UKIE publishes guidance on loot boxes

UKIE publishes guidance on loot boxes Ryan is a senior editor at TechForge Media with over a decade of experience covering the latest technology and interviewing leading industry figures. He can often be sighted at tech conferences with a strong coffee in one hand and a laptop in the other. If it's geeky, he’s probably into it. Find him on Twitter (@Gadget_Ry) or Mastodon (

UK Interactive Entertainment (Ukie) has published new principles to address concerns surrounding loot boxes in video games and provide better protections for players. 

The industry body has published 11 principles in total, developed by the Technical Working Group convened by the Department for Culture, Media, and Sport (DCMS). These principles aim to ensure that loot boxes are used responsibly and transparently within video games.

John Whittingdale, Minister for the Creative Industries, said:

“We’ve been clear the video games industry needs to do more to protect children and adults from the harms associated with loot boxes.

These new principles are a big step forward to make sure players can enjoy video games responsibly and safely.

I look forward to seeing games companies put the plans into action and will be watching their progress closely.”

Loot boxes are virtual items in some video games that players can purchase with real money or in-game currency to receive random rewards, which some believe amounts to gambling. There have been growing concerns about the potential harm they can cause, particularly to children and young players.

The UK government, in its response to the call for evidence on loot boxes, emphasised the need for improved protections and called for restricted access to loot boxes for minors, with parental consent.

The 11 principles have been carefully designed by the Technical Working Group, which includes representatives from across the video games industry. The group engaged with various stakeholders – including government authorities, academics, advocacy groups, and consumers – to ensure a collaborative approach to player protection and transparency.

The key objectives of these principles are twofold: first, to make sure that loot boxes are not readily available to children without the knowledge and consent of a parent or guardian, and second, to provide all players with spending controls and clear information about loot box mechanics.

Some of the key principles include:

  1. Implementing technological controls to prevent anyone under 18 from acquiring loot boxes without parental consent.
  2. Creating awareness of these controls among players, parents, and guardians through regular communications and a targeted public information campaign.
  3. Forming an expert panel on age assurance in the gaming industry to develop best practices and engage with regulators, policymakers, and players.
  4. Disclosing the presence of loot boxes before purchase, along with clear probability disclosures about virtual item rewards.
  5. Designing loot boxes in a way that promotes fair and responsible play and is easily understandable to players.
  6. Supporting the Video Games Research Framework to foster data-driven research into gaming while respecting data privacy and confidentiality.

Ukie’s commitment to protecting players extends to combating unauthorised external sales of loot box items for real money, providing lenient refund policies for accidental purchases, and advancing protections for all players through information campaigns and continuous engagement with stakeholders.

To kickstart this initiative, Ukie plans to launch a £1 million, three-year public information campaign featuring popular broadcaster Judi Love.
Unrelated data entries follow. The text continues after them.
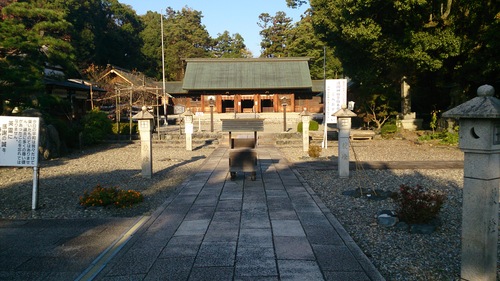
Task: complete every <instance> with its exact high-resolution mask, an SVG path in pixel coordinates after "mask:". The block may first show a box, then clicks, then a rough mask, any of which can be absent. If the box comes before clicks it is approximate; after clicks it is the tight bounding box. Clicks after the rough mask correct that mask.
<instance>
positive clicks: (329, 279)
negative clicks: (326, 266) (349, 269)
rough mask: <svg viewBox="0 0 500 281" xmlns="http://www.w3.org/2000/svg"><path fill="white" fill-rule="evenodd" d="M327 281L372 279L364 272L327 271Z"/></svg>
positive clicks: (324, 273)
mask: <svg viewBox="0 0 500 281" xmlns="http://www.w3.org/2000/svg"><path fill="white" fill-rule="evenodd" d="M324 275H325V280H326V281H338V280H356V281H370V278H369V277H368V276H367V275H366V274H365V273H364V272H357V271H355V272H334V271H325V272H324Z"/></svg>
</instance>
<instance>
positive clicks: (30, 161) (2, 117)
mask: <svg viewBox="0 0 500 281" xmlns="http://www.w3.org/2000/svg"><path fill="white" fill-rule="evenodd" d="M39 128H40V118H38V117H13V116H0V166H9V167H33V195H32V206H31V207H32V209H33V210H35V209H36V208H37V203H38V202H37V201H38V142H39V139H40V134H39Z"/></svg>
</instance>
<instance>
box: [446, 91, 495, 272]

The campaign will focus on educating parents about parental controls to manage in-game purchases, screen time, online interactions, and access to age-appropriate content.

The 12-month implementation period will be followed by a review of the measures’ effectiveness, with continuous collaboration between Ukie, the UK Government, and other stakeholders to adapt to technological innovations and improve player protections further.

Daniel Wood, Co-CEO of Ukie, commented:

“Publishing these shared principles for how the industry approaches loot boxes is a UK first and provides us with a clear direction moving forwards.

The principles will improve protections for all players and underlines the industry’s commitment to safe and responsible play.

We look forward to working collaboratively across industry and with others to implement them over the coming months.”

By establishing these principles, Ukie sets a positive example for other countries and gaming communities worldwide, showing that responsible gaming practices can be achieved through industry-led initiatives and collaboration with relevant authorities.